There is no need for a Government Minister to get involved in overturning a decision which had the approval of the former Minister and more than likely the approval of Cabinet too.
This is now a matter between the Establishment and the organisation and unless the Establishment reports to the Minister that the organisation with which Government is seeking to partner is not cooperating or is falling short of its responsibility then the Minister has no grounds to intervene or intercept without calling into question the transparency of such actions.
As we move to seek greater cooperation between Civil Society and Government, matters like these will be held up to scrutiny because they smack of bad faith. They have implications because if you can do it to one then you can do it to all.
We have to move to a new level of governance. We have to develop what could be called “good democratic practices”. We have to understand that elections are about deciding who is best suited to be vested with the authority of Government.
Further the people of Barbados must not be left to feel that politicians, rather than using the authority vested in them to achieve good governance are instead using that authority against any of the people of this country.
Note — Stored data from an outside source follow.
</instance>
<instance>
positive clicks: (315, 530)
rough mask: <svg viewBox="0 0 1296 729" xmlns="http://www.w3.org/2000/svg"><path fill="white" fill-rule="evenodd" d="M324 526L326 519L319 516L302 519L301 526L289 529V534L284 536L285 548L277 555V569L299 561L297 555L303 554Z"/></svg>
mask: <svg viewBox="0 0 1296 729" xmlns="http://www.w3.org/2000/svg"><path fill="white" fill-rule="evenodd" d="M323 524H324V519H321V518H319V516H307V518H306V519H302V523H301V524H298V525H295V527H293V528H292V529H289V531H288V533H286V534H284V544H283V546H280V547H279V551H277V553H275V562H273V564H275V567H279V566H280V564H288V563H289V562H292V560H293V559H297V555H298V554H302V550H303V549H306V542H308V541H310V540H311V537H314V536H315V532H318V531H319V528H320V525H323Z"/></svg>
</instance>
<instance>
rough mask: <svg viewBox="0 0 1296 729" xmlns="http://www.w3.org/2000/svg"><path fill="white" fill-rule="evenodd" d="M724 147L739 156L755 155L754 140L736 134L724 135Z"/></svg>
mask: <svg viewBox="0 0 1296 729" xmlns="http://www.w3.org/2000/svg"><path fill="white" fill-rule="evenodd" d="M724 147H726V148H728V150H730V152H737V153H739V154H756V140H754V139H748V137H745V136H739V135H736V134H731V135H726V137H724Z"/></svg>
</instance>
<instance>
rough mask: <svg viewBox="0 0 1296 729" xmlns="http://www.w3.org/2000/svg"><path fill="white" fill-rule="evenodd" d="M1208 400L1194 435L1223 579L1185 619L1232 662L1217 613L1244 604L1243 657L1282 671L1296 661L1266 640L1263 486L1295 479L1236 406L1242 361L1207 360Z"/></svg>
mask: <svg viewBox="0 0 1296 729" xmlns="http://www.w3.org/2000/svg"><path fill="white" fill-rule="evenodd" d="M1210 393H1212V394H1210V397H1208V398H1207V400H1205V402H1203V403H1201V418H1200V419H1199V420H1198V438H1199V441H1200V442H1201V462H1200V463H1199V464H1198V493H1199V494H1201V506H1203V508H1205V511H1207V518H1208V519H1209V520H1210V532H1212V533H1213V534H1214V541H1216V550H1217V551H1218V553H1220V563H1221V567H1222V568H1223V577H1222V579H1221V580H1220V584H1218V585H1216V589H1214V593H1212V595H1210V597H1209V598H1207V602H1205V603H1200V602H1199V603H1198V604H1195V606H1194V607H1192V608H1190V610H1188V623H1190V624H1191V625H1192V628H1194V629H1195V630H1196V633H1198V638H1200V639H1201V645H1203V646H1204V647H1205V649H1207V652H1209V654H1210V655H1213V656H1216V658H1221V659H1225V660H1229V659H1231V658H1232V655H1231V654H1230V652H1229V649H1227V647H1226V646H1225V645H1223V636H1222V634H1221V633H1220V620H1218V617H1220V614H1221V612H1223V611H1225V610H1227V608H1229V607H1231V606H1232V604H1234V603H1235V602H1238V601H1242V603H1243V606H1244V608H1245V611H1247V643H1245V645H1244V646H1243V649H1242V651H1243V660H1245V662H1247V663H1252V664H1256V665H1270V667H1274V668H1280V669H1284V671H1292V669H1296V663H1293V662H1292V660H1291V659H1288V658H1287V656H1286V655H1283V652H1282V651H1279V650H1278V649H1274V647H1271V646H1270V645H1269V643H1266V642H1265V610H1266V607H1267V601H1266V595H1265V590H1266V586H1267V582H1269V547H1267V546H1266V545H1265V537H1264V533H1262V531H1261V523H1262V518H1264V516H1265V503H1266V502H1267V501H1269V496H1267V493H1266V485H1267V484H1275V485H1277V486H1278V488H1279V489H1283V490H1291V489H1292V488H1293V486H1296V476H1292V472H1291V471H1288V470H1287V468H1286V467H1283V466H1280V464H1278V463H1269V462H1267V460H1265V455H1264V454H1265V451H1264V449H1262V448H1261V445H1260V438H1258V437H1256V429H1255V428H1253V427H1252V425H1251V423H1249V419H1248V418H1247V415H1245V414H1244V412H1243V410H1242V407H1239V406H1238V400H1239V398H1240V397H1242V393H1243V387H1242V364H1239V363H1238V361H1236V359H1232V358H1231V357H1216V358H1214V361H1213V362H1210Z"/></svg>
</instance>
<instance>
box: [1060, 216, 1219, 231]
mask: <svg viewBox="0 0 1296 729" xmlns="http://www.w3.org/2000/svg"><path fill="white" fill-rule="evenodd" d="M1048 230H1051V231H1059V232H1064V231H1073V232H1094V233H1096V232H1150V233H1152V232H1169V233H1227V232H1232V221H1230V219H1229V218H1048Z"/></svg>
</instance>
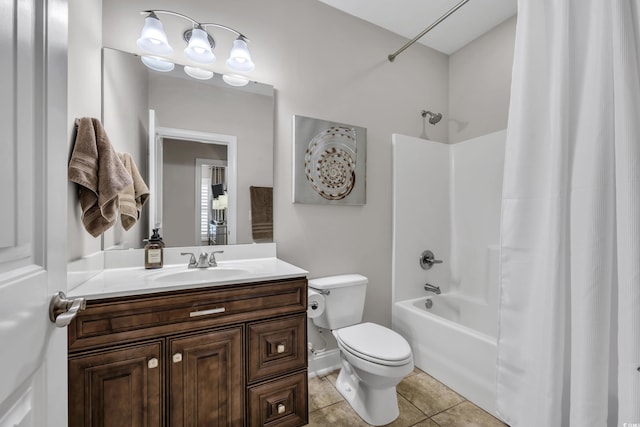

The people of Barbados are becoming more and more sophisticated. We are learning fast about what is required to compete in a global environment. Many young people are entering this competitive environment and getting first hand experience about what is required to survive globalisation and are quickly putting it into practice.
Our people are also keeping a keen eye on how Government is operating because they know that they can be either empowered or disempowered by their Government’s decisions.
It is no political secret that the extent to which power or authority can be wielded is defined by the extent to which the people are tolerable to overuse or abuse. Sooner than later ordinary people will seek to influence government in order to survive the global onslaught. Participation is the key.
Therefore opportunities for participation should not be snatched from communities and government going back on its word should not be taken lightly. Since PCW has done everything to comply with Government’s demands to take on this partnership, it is only fitting that they are allowed to fulfill their commitments.